The rise of the bean counters

REVIEW: Veteran consultant Andrew Wileman reviews Richard Brooks' book Bean Counters: The Triumph of the Accountants and How They Broke Capitalism.

by Andrew Wileman
Last Updated: 07 Aug 2018

Yet another book on the modern-day corruptions of capitalism that might have you putting a tick against Jeremy Corbyn the next time you’re in the ballot box. Those bastards!

Richard Brooks has a great track record as an investigative journalist, writing for Private Eye and The Guardian. He has specialised in digging into financial scams and tax evasion, and knows his subject well.

In Bean Counters, Brooks has has written an engaging history and analysis of how the accounting profession has been captured by the clients – the chairmen, CEOs and CFOs of large public companies – it is supposed to be holding to account.

This was not the case in the past. In the 19th century, as the profession emerged, outside accountants were hired by investors, to check that managers and scheme promoters weren’t lying through their teeth, or to trace money gone missing. Audits were paid for by investors to serve investor interests.

But 150 years later, all large companies have to pay for regular audits. The managers have become the clients. The accounting firms earn more from consulting services to those same audit clients. Senior accounting partners depend, for their million pound profit shares and the esteem of their colleagues, on keeping their CEO and CFO clients very happy.

No surprises where that fundamental conflict of interest might lead: Enron, the world’s banks through the crash, FIFA – Brooks tells all these incriminating case studies, and many more, with relish and sharp detail.

My inner accounting nerd liked the story of how in 2007 Goldman and AIG put different values on the same credit default swap contracts. Goldman assumed AIG would have to pay up, at least a billion dollars, and put that value on their balance sheet. AIG assumed they wouldn’t, and put nothing on their balance sheet. Who were the auditors who signed off? PwC in both cases.

How should we judge the accounting partners who have presided over such professional failure? Individually, we might find them to be urbane, intelligent, thoughtful, and seriously concerned about competence, standards and integrity. Brooks interviews some of them and reflects that response in his write-up. But the truth of institutional failure is that integrity only matters in the rare cases when it is needed – when difficult messages have to be given to highly profitable clients – and against that most crucial test it has proved to be badly lacking.

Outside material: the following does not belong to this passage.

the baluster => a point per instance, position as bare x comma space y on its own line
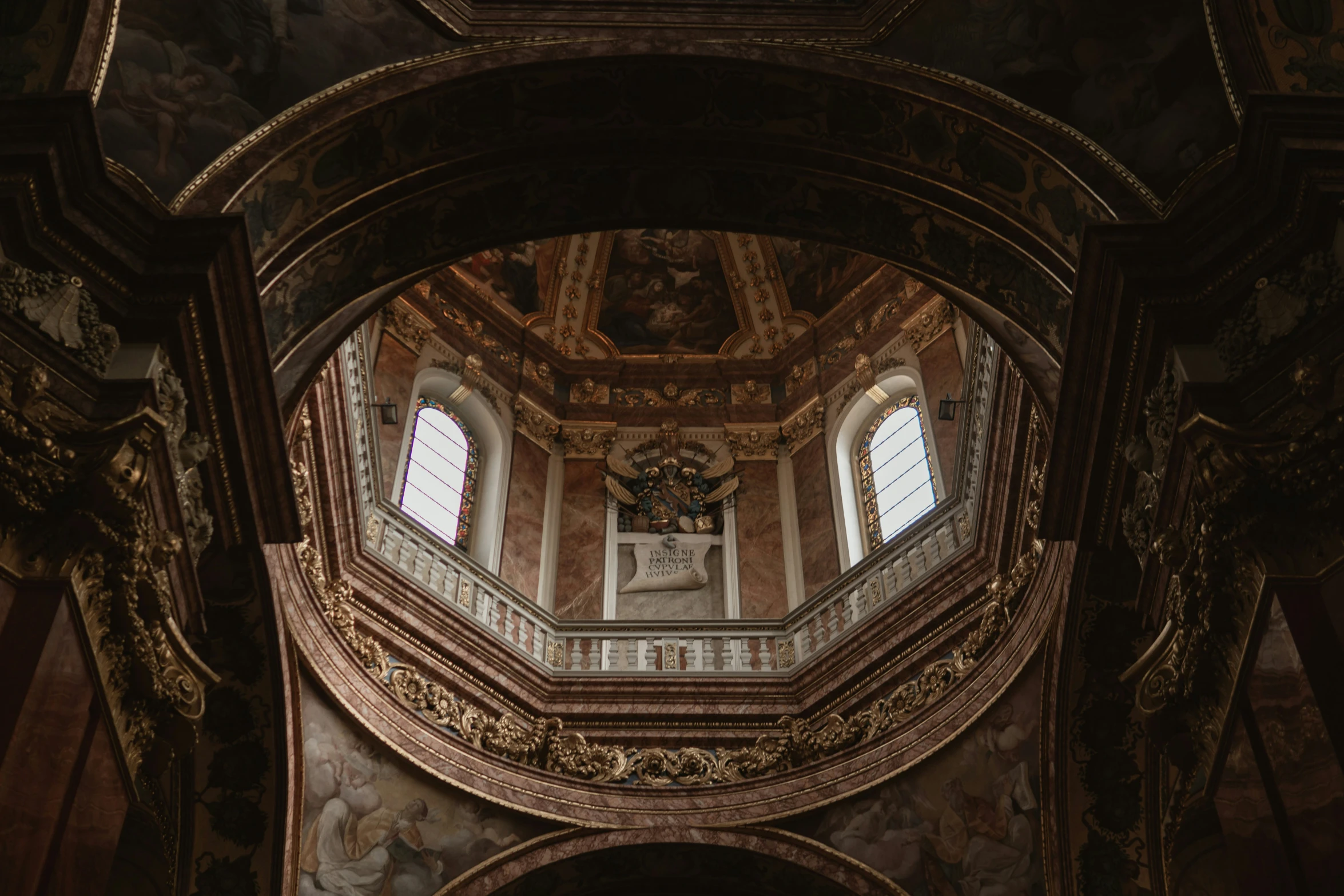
947, 540
902, 572
931, 550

On the corporate accounting front, I think Brooks missed a trick by not providing a Beginners Guide to Accounting Scams. (Terry Smith did this 25 years ago with his classic Accounting For Growth, following the Polly Peck and B&C failures – he got fired by UBS for his trouble, but went on to become one of our most successful fund managers.)

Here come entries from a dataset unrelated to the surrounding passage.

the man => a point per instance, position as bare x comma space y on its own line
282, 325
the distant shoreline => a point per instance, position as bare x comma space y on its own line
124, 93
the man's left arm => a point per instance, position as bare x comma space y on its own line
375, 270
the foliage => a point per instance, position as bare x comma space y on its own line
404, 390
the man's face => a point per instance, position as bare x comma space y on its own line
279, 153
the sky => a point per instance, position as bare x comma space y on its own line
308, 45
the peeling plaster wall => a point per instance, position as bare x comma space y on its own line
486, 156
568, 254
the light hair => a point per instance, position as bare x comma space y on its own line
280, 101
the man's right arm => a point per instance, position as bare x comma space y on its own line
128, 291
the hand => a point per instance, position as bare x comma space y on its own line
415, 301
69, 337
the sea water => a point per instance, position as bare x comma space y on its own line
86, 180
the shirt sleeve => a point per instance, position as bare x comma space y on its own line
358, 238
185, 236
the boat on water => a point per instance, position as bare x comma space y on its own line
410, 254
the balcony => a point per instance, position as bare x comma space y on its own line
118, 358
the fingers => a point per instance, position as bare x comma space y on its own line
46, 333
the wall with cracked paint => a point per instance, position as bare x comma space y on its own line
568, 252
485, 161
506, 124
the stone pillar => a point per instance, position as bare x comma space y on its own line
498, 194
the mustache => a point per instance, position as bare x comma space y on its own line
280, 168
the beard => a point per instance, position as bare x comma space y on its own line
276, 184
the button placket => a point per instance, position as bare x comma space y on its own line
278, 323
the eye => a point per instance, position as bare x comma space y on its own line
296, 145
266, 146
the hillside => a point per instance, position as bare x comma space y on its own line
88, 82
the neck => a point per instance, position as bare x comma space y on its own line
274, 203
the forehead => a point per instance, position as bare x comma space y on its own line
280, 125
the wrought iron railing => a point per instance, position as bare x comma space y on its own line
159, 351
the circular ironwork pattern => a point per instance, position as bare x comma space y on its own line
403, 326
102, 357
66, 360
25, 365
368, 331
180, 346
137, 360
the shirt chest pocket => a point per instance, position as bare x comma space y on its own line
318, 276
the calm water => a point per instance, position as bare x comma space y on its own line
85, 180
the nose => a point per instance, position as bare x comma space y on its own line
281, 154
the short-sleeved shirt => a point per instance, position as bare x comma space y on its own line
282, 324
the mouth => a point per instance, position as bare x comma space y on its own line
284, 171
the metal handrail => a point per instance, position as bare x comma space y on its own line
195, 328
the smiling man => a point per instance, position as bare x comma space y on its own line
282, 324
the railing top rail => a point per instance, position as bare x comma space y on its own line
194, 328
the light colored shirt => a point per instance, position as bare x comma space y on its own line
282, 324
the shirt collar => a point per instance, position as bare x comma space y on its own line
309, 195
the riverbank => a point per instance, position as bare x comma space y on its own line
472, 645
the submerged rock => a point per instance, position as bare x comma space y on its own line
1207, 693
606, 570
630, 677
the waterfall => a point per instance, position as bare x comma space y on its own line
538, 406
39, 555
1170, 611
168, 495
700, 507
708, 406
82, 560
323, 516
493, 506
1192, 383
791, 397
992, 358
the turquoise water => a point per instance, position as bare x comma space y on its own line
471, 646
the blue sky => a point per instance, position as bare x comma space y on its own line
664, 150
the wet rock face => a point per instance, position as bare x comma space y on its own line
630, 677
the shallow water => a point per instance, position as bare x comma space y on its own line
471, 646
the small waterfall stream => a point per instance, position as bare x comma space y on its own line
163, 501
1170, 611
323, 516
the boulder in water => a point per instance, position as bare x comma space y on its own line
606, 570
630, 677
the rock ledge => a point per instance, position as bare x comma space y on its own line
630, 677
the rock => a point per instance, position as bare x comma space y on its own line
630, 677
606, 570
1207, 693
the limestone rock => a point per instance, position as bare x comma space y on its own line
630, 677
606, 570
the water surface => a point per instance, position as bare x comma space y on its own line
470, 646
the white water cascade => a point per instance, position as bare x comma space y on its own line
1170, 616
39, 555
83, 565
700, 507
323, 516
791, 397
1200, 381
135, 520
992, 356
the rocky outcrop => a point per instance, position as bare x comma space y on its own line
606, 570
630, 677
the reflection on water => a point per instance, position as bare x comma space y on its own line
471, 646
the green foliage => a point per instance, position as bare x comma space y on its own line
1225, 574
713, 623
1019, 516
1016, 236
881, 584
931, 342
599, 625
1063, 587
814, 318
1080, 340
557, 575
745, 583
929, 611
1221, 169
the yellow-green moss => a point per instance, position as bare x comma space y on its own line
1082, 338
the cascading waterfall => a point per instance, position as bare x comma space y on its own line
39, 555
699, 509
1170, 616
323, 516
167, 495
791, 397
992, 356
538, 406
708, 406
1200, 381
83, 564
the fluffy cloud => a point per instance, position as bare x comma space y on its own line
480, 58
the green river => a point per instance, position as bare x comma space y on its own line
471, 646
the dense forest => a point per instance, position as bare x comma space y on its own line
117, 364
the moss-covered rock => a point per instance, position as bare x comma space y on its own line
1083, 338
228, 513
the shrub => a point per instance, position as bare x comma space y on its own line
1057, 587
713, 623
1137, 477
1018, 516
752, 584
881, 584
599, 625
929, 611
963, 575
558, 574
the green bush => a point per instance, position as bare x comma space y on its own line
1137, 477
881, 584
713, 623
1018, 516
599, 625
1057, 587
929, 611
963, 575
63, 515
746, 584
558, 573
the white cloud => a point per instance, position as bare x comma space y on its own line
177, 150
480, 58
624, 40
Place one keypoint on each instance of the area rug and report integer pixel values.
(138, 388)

Many scams arise from discrepancies between cash and accounting profit – like recognising future revenue and profit today, or capitalising current costs and depreciating them. Or they might arise from ignoring long-tail liabilities, like predictable future loan losses or insurance payouts. An analysis of the most infamous accounting scandals against such a framework would have been useful.

Moving on from big corporate audits, Brooks follows his accountants down other profit pathways, into consulting, tax, and government work. Of course the story doesn’t get any better. The bean counters were enlisted to provide dodgy justifications for terrible PFI deals that we taxpayers will be paying off for decades. And they have supported massive global tax avoidance by companies and individuals.

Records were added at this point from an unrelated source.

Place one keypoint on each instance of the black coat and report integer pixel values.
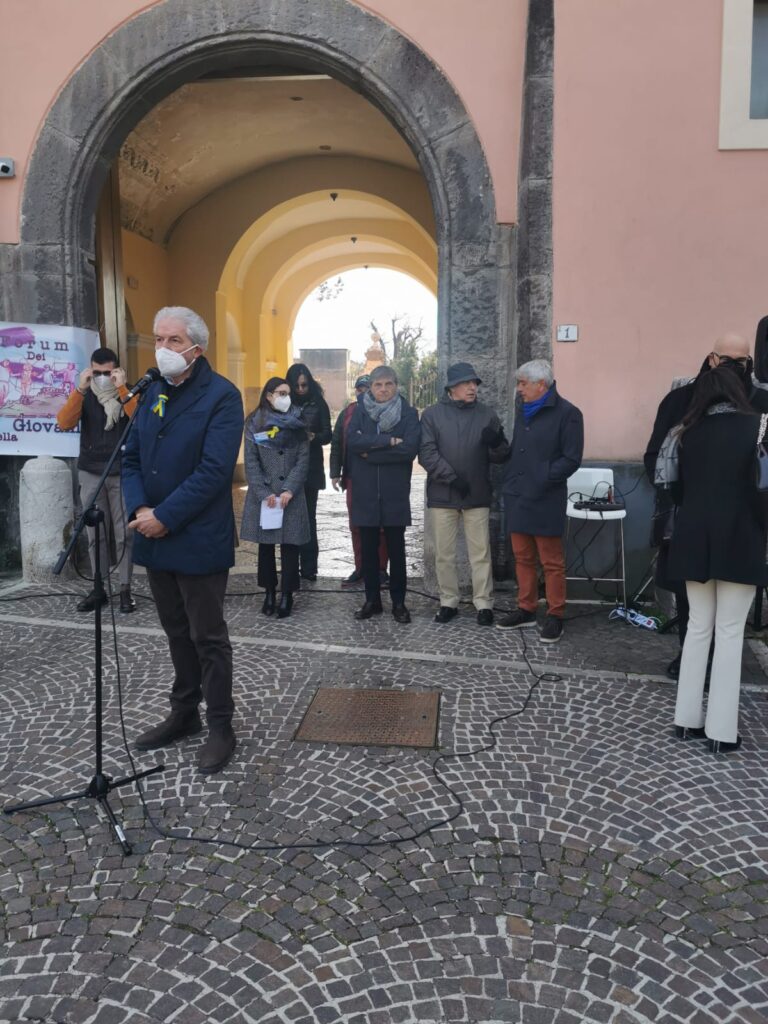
(181, 464)
(720, 530)
(546, 451)
(381, 480)
(316, 415)
(671, 411)
(452, 446)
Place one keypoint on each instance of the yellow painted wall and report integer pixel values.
(147, 263)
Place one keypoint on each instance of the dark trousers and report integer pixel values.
(308, 552)
(289, 561)
(357, 543)
(192, 612)
(395, 537)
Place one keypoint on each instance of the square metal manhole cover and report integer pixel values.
(371, 718)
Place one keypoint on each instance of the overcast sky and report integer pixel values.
(374, 294)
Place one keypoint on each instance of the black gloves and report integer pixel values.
(491, 437)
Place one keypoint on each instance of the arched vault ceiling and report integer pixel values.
(208, 133)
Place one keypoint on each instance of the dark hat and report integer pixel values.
(461, 372)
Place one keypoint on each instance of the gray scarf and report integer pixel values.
(386, 414)
(109, 398)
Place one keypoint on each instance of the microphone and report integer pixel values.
(152, 375)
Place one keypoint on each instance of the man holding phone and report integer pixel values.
(94, 403)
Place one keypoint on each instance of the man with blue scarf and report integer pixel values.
(547, 449)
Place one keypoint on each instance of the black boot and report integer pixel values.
(722, 747)
(217, 750)
(176, 726)
(89, 602)
(369, 608)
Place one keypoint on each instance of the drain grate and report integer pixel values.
(371, 718)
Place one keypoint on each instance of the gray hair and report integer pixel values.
(536, 370)
(383, 374)
(195, 326)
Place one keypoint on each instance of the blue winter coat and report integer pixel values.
(181, 465)
(545, 452)
(381, 480)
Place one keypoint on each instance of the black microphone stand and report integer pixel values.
(100, 784)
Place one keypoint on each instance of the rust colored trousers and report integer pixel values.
(529, 550)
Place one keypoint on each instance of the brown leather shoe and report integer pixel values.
(217, 750)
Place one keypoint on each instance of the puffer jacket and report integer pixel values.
(451, 448)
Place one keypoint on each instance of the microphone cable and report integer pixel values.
(192, 837)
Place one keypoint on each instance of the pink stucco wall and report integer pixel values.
(658, 237)
(480, 47)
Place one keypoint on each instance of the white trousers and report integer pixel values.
(720, 607)
(476, 532)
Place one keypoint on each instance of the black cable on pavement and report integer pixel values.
(314, 845)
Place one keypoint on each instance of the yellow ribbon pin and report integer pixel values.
(159, 407)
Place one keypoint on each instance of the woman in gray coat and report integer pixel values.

On the last point, I think it is a bit unfair to blame the accountants as the root cause of tax avoidance schemes. (I trust Management Today’s lawyers are noting my careful use of the term ‘avoidance’ rather than ‘evasion’.) It is companies and individuals who drive the search for ways to minimise tax. It is governments that allow it to occur, within the EU not just in unpopulated sandy lagoons – thinking for example of Luxembourg, Ireland, and indeed the UK. The bean counters are mainly serving a legal client need – they may be hypocrites when they set up ‘Ethical Taxation Working Parties’, but they are not the prime mover, except when they actively help clients move on to ‘evasion’.

Brooks concludes with a very short chapter on What Is To Be Done. His list of remedies is a good starting point, but I could have done with this being longer and more robust, as he knows his subject so well and has thought deeply about it. For example, he proposes public (i.e. government-funded and run by regulatory bodies) auditing of major institutions, particularly big banks. This is a useful idea – but how would it be done with a global giant like HSBC? Could a mandatory levy on large pension fund shareholders, to fund an independent audit, be another option?

In conclusion, a good book on an under-covered and important topic, though I do wish the publishers had not as ever insisted on an irritating, over-egged sous-title: The Triumph of the Accountants and How They Broke Capitalism. No they didn’t. No it isn’t. And no, even though the book makes you shout ‘the bastards!’ every few pages, for those of us who can remember the 70s, state-run economies are even worse.

Andrew Wileman is a former partner with OC&C Strategy Consultants, and former partner with Coopers & Lybrand as was in the early 1990s when for a short period they combined with OC&C.